In [None]:
import findspark
findspark.init()
findspark.find()
import os
os.environ['HADOOP_CONF_DIR'] = '/etc/hadoop/conf'
os.environ['YARN_CONF_DIR'] = '/etc/hadoop/conf'

In [None]:
from datetime import date, timedelta, datetime
import pyspark.sql.functions as F
from pyspark.sql.window import Window 
from pyspark.sql import DataFrame
from pyspark.sql.types import TimestampType

In [None]:
from pyspark.sql import SparkSession
spark = SparkSession \
.builder \
.master("yarn")\
.config("spark.driver.memory", "4g") \
.config("spark.executor.memory", "4g") \
.config("spark.dynamicAllocation.executorIdleTimeout", "10000s") \
.appName("Projecte") \
.getOrCreate()                               

In [None]:
spark

# Функции

In [None]:
# Выбирает все даты, попадающие в заданный диапазон.
# Даты передаются в формате "2022-01-01"
def select_dates(start_date: str, end_date: str) -> list:
    try:
        start_date = datetime.fromisoformat(start_date)
        end_date = datetime.fromisoformat(end_date)
    except:
        print('Неверный формат даты!') # ПИСАТЬ В ЛОГ!!!!!
    # Список дат в формате ['/user/master/data/events/date=2020-10-02', ...]
    paths_list = []
    # Количество дней между датами
    delta = end_date - start_date
    
    if delta.days < 0:
        print ('Указан слишком маленький диапазон!')  # ПИСАТЬ В ЛОГ!!!!!
    for i in range(delta.days + 1):
        paths_list.append('/user/master/data/geo/events/date=' + (start_date + timedelta(i)).__str__()[:10])
    return paths_list

calculate_dist = F.lit(2*6371) * F.asin(
        F.sqrt(
            F.pow(F.sin((F.radians(F.col("lat")) - F.radians(F.col("ltt"))) / 2), 2) +
            F.cos(F.radians(F.col("lat"))) * F.cos(F.radians(F.col("ltt"))) *
            F.pow(F.sin((F.radians(F.col("lon")) - F.radians(F.col("lng"))) / 2), 2)
        )
    )


In [None]:
select_dates('2022-01-01', '2022-01-03')

In [None]:
t = spark.read.parquet(*select_dates('2022-01-01', '2022-03-01')).sample(0.15)

In [None]:
!hdfs dfs -ls /user/master/data/geo/events

## Загрузка данных

### Действия

In [None]:
#  Добавить проверку на количество записей в лог
try:
    activities = spark.read.parquet(*select_dates('2022-01-01', '2022-03-01')).sample(0.15)
except:
    print('Нет данных за указанный диапазон!')

In [None]:
activities.show(3, truncate=False)

In [None]:
activities.schema

### Города

In [None]:
cities = spark.read.csv('/user/flaviusoct/data/coord', sep=';', header=True).withColumnRenamed('lat', 'ltt')

In [None]:
cities.show(30,truncate=False)

## Обработка данных

In [None]:
# Удаляем строки с пропущенными значениями координат

activities_new = activities.where("lat IS NOT NULL AND lon IS NOT NULL")

In [None]:
# Делаем одну колонку со временем
# и добавляем колонку с уникальным id
activities_new = activities_new \
.withColumn('datetime', F.coalesce(F.col('event.datetime'), F.col('event.message_ts')).cast('timestamp')) \
.orderBy(F.asc('datetime')) \
.withColumn('activity_id', F.monotonically_increasing_id())
# В этом точно есть, ибо группировать ниже надо по какому-то общему идентификатору
# в сообщениях и иных действиях.
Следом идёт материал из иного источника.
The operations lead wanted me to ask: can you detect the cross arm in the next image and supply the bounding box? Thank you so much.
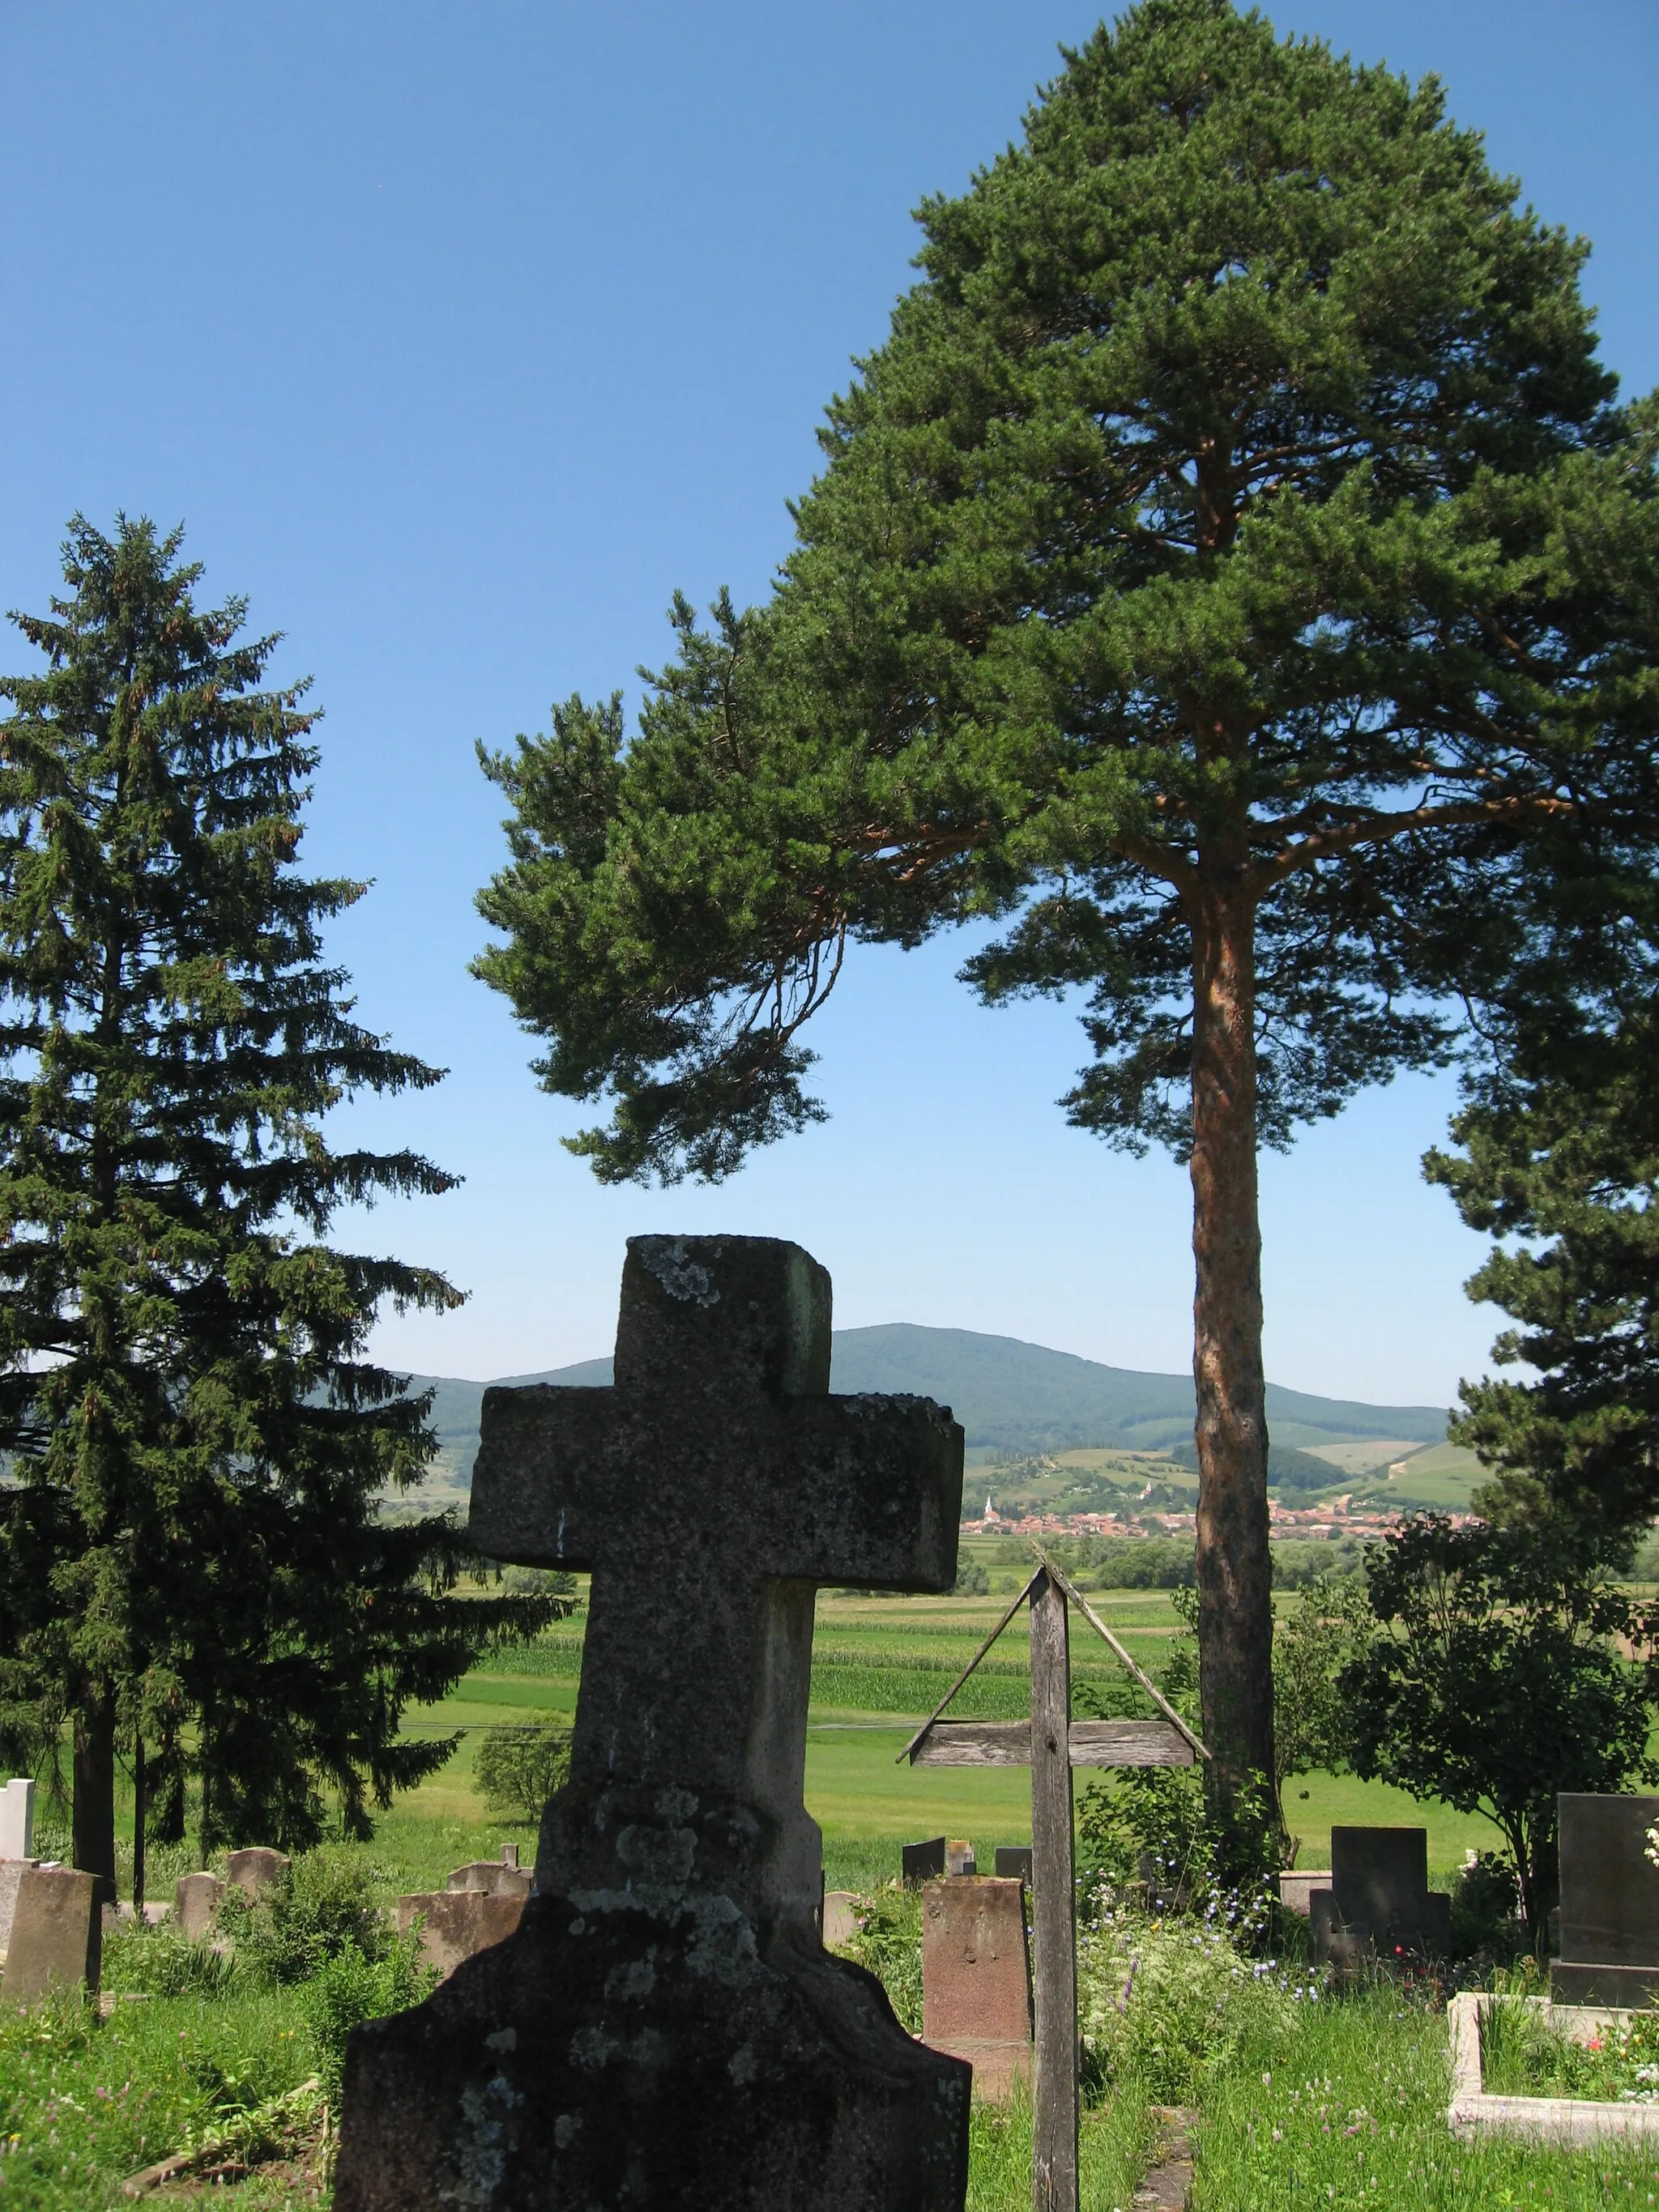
[467,1386,621,1569]
[768,1394,964,1592]
[909,1720,1193,1769]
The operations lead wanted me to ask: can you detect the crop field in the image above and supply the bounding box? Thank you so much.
[397,1584,1500,1885]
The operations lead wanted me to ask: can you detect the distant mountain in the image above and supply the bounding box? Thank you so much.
[407,1323,1446,1490]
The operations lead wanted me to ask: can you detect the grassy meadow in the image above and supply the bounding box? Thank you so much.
[2,1571,1644,2209]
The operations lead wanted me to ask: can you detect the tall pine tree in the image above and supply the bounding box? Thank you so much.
[0,516,546,1897]
[471,2,1659,1813]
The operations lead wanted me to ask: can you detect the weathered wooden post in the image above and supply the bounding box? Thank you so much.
[1028,1566,1077,2212]
[903,1544,1209,2212]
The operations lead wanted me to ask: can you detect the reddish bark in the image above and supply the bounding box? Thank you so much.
[1188,873,1276,1818]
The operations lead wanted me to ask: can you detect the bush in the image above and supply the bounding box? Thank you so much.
[953,1559,990,1594]
[1449,1849,1525,1962]
[297,1933,437,2101]
[223,1848,392,1987]
[839,1882,923,2035]
[474,1724,572,1821]
[102,1917,240,1998]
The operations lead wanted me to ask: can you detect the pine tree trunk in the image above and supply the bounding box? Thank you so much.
[1188,876,1276,1821]
[73,1691,117,1904]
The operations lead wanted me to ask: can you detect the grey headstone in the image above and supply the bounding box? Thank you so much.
[500,1843,519,1871]
[944,1839,976,1877]
[1313,1827,1450,1966]
[902,1837,947,1886]
[2,1868,99,2002]
[173,1872,225,1940]
[445,1860,532,1899]
[225,1848,290,1897]
[334,1235,970,2212]
[397,1891,526,1980]
[1277,1869,1331,1918]
[1552,1792,1659,2008]
[0,1858,40,1954]
[0,1779,34,1860]
[993,1847,1032,1886]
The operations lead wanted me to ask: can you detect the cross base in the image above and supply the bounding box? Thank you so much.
[334,1878,970,2211]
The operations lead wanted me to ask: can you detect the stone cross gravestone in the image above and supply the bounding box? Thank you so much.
[1552,1792,1659,2006]
[335,1236,970,2212]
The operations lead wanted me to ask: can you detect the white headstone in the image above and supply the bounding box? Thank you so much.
[0,1779,34,1861]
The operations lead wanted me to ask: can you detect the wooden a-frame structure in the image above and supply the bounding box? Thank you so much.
[901,1543,1209,2212]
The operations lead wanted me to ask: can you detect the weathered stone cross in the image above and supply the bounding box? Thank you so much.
[335,1236,973,2212]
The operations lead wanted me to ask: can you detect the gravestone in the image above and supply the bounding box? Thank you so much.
[173,1873,224,1940]
[1310,1827,1450,1966]
[334,1236,970,2212]
[903,1837,947,1886]
[945,1839,976,1877]
[225,1848,289,1897]
[921,1877,1033,2101]
[994,1847,1032,1885]
[0,1859,40,1954]
[1277,1869,1331,1918]
[399,1890,527,1980]
[2,1868,99,2003]
[0,1778,34,1860]
[823,1890,860,1948]
[1552,1792,1659,2006]
[446,1859,534,1899]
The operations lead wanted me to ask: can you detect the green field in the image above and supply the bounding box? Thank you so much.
[395,1585,1500,1885]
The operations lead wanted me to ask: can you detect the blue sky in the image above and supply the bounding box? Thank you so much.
[2,2,1654,1402]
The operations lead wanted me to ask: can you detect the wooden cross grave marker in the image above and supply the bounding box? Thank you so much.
[901,1545,1209,2212]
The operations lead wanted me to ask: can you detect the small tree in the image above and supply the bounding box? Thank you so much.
[0,517,552,1893]
[1272,1568,1371,1820]
[474,1724,573,1822]
[1343,1514,1659,1944]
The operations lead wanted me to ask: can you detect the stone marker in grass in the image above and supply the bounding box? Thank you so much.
[1552,1792,1659,2007]
[922,1875,1033,2100]
[173,1872,224,1940]
[2,1867,99,2002]
[335,1235,970,2212]
[398,1889,527,1980]
[1309,1826,1450,1968]
[225,1847,289,1897]
[0,1778,34,1860]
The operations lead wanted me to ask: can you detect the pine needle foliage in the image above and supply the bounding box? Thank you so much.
[471,2,1659,1800]
[0,516,548,1889]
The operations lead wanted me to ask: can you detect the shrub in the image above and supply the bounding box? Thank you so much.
[1449,1849,1525,1962]
[224,1848,392,1987]
[474,1724,572,1821]
[298,1933,437,2102]
[102,1917,240,1998]
[839,1882,923,2035]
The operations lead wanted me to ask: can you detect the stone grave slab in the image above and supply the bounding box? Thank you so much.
[173,1873,224,1940]
[922,1877,1033,2101]
[334,1236,970,2212]
[398,1890,527,1980]
[823,1891,859,1948]
[0,1778,34,1861]
[0,1858,40,1954]
[945,1839,976,1877]
[446,1859,533,1899]
[1553,1793,1659,2007]
[225,1848,290,1897]
[3,1868,99,2003]
[903,1836,947,1886]
[1310,1827,1449,1966]
[1277,1869,1331,1918]
[993,1847,1032,1885]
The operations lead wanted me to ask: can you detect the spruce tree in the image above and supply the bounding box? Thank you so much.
[471,2,1659,1809]
[0,516,547,1896]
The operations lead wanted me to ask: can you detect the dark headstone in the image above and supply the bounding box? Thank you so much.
[1310,1827,1449,1966]
[1552,1792,1659,2007]
[921,1877,1032,2101]
[902,1837,947,1886]
[334,1236,970,2212]
[993,1847,1033,1886]
[2,1868,99,2002]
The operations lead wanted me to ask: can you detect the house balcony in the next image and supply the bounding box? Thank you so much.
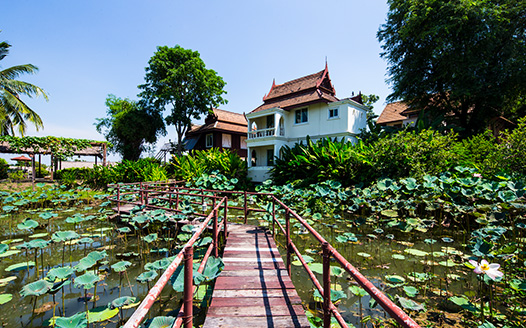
[248,127,285,140]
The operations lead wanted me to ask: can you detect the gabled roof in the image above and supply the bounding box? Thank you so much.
[186,108,247,136]
[251,65,339,113]
[377,101,409,125]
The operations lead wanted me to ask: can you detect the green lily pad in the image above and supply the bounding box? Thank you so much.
[0,294,13,305]
[385,275,405,283]
[29,232,48,239]
[86,306,119,323]
[403,286,419,297]
[0,250,21,258]
[0,276,16,286]
[6,261,35,272]
[404,249,429,257]
[54,311,88,328]
[20,279,53,297]
[397,296,426,312]
[148,316,176,328]
[392,254,406,260]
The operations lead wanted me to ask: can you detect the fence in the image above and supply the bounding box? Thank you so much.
[109,182,421,328]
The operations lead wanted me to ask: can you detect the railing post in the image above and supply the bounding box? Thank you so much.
[175,188,180,210]
[244,190,248,224]
[272,197,276,236]
[117,186,121,215]
[140,182,144,205]
[213,198,218,257]
[223,197,228,241]
[144,187,149,206]
[285,210,291,276]
[322,242,331,328]
[183,246,194,328]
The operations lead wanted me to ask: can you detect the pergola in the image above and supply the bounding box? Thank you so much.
[0,141,107,180]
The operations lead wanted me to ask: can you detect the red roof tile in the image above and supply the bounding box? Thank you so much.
[251,66,338,113]
[186,109,247,136]
[377,101,409,125]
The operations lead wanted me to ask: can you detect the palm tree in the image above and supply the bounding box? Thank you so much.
[0,37,48,135]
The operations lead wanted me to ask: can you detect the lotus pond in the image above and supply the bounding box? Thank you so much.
[0,183,228,327]
[255,167,526,327]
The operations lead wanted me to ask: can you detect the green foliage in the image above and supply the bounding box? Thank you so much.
[271,137,367,187]
[56,159,168,189]
[490,117,526,176]
[0,158,7,179]
[8,169,25,181]
[139,45,227,155]
[95,95,166,160]
[0,135,110,160]
[378,0,526,136]
[0,35,48,136]
[168,148,248,189]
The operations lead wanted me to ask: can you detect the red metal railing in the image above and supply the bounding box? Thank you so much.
[109,182,421,328]
[111,183,228,328]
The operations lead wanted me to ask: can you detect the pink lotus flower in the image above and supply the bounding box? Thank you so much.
[469,259,503,280]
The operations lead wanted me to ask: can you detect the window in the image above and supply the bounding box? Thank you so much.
[240,136,247,149]
[328,108,339,119]
[267,149,274,166]
[222,134,232,148]
[205,134,213,148]
[295,108,308,124]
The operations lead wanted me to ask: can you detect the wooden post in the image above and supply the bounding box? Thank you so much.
[183,246,193,328]
[223,197,228,241]
[244,190,248,224]
[285,210,291,276]
[272,198,276,236]
[213,198,218,257]
[322,242,331,328]
[31,154,35,190]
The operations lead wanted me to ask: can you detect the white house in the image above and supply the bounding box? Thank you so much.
[245,65,368,182]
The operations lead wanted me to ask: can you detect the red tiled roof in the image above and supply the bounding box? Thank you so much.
[251,66,338,113]
[377,101,408,125]
[186,109,247,136]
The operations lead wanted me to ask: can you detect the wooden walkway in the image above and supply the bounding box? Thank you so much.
[203,224,310,328]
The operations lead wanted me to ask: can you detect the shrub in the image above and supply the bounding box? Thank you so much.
[167,149,249,189]
[0,159,8,179]
[271,137,369,187]
[490,117,526,176]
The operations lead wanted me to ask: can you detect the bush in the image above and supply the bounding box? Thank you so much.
[490,117,526,176]
[167,149,249,189]
[271,137,369,187]
[0,159,8,179]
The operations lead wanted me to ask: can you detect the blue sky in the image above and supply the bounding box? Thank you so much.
[2,0,391,161]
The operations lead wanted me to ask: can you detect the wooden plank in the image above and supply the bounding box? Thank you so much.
[202,315,310,328]
[202,224,309,328]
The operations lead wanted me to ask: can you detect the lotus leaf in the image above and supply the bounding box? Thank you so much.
[397,296,426,312]
[85,306,119,323]
[177,233,191,242]
[404,249,429,257]
[47,266,74,281]
[29,232,48,239]
[20,279,53,297]
[0,276,16,286]
[137,270,158,283]
[28,239,49,249]
[17,218,39,230]
[6,261,35,272]
[39,212,58,220]
[52,231,80,242]
[79,237,94,244]
[55,311,88,328]
[313,288,346,303]
[308,262,323,275]
[0,293,12,304]
[148,316,176,328]
[200,256,224,282]
[117,227,131,234]
[109,296,136,309]
[0,244,7,254]
[195,236,213,247]
[392,254,405,260]
[74,257,96,272]
[510,279,526,291]
[143,233,158,243]
[2,205,17,212]
[74,272,99,289]
[0,250,20,258]
[403,286,419,297]
[111,260,132,273]
[357,252,371,258]
[349,285,368,297]
[439,259,457,267]
[171,262,206,292]
[181,224,194,233]
[385,275,405,283]
[131,215,149,224]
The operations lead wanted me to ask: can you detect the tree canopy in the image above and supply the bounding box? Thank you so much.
[0,35,48,136]
[138,45,227,155]
[378,0,526,136]
[95,95,165,161]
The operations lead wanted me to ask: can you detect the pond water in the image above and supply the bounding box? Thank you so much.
[246,210,485,327]
[0,187,223,328]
По умолчанию его нет.


In [None]:
activities_new.show(3, truncate=False)

In [None]:
cities_new = cities \
.withColumn("ltt", F.regexp_replace(F.col("ltt"), pattern=',', replacement='.').cast("double")) \
.withColumn("lng", F.regexp_replace(F.col("lng"), pattern=',', replacement='.').cast("double")) \
.withColumn('id', F.col("id").cast("integer"))

## Операции

In [None]:
activities_new = activities_new.crossJoin(cities_new) \
        .withColumn('distance', calculate_dist) \
        .withColumn("distance_rank",
                    F.row_number().over(Window.partitionBy("activity_id").orderBy("distance"))) \
        .where("distance_rank == 1")

In [None]:
activities_new.show()

In [None]:
activities_new.write.mode('overwrite').parquet('/user/flaviusoct/data/tmp/activities_new')
#activities_new = spark.read.parquet('/user/flaviusoct/data/tmp/activities_new')

## Создаём витрину 1

In [None]:
def create_user_view(df: DataFrame) -> DataFrame:
    messages = df.where("event_type='message' AND datetime IS NOT NULL") \
    .select(F.col('event.message_from').alias('user_id'),
            F.col('city'), F.col('datetime')
           ).distinct()
    
    act_city = messages \
    .withColumn(
        'user_messages_rank', F.row_number().over(Window().partitionBy(['user_id']).orderBy(F.desc('datetime')))
    ).where('user_messages_rank == 1') \
    .select(F.col('user_id'), F.col('city').alias('act_city'))
    
    home_city = messages. \
    withColumn("date_group_rank",
               F.row_number().over(Window.partitionBy("user_id", "city").orderBy("datetime"))) \
    .selectExpr('*', 'date_sub(datetime, date_group_rank) as date_group') \
    .groupBy("user_id", "city", "date_group") \
    .agg(F.count("*").alias("cnt_days")) \
    .select("user_id", "city", "cnt_days") \
    .where("cnt_days > 1") \
    .withColumn('max_cnt', F.max('cnt_days').over(Window.partitionBy("user_id", "city"))) \
    .where(F.col('cnt_days') == F.col('max_cnt')) \
    .drop('max_cnt', 'cnt_days') \
    .withColumn("home_city", F.first("city").over(Window.partitionBy("user_id"))) \
    .drop("city") \

    travel_count = messages \
    .groupBy("user_id") \
    .agg(F.count("*").alias("travel_count"))
    
    travel_array = messages \
    .orderBy("datetime") \
    .groupBy("user_id") \
    .agg(F.collect_list("city").alias("travel_array")) \
    .drop("city", "datetime")
    
    local_time = messages \
    .withColumn('message_rank_by_user',
                F.row_number().over(Window.partitionBy("user_id").orderBy(F.desc('datetime')))
               ).where('message_rank_by_user == 1') \
    .select(F.col('user_id'), F.col('datetime')).orderBy(F.col('user_id')) \
    .withColumn('local_time', F.from_utc_timestamp(F.col("datetime"), (F.lit("Australia/Sydney")))) \
        .drop("datetime")
    
    total_user_view = act_city \
    .join(home_city, ["user_id"], 'left') \
    .join(travel_count, ["user_id"]) \
    .join(travel_array, ["user_id"]) \
    .join(local_time, ["user_id"])
    
    return total_user_view

In [None]:
user_view = create_user_view(tt)

In [None]:
user_view.show()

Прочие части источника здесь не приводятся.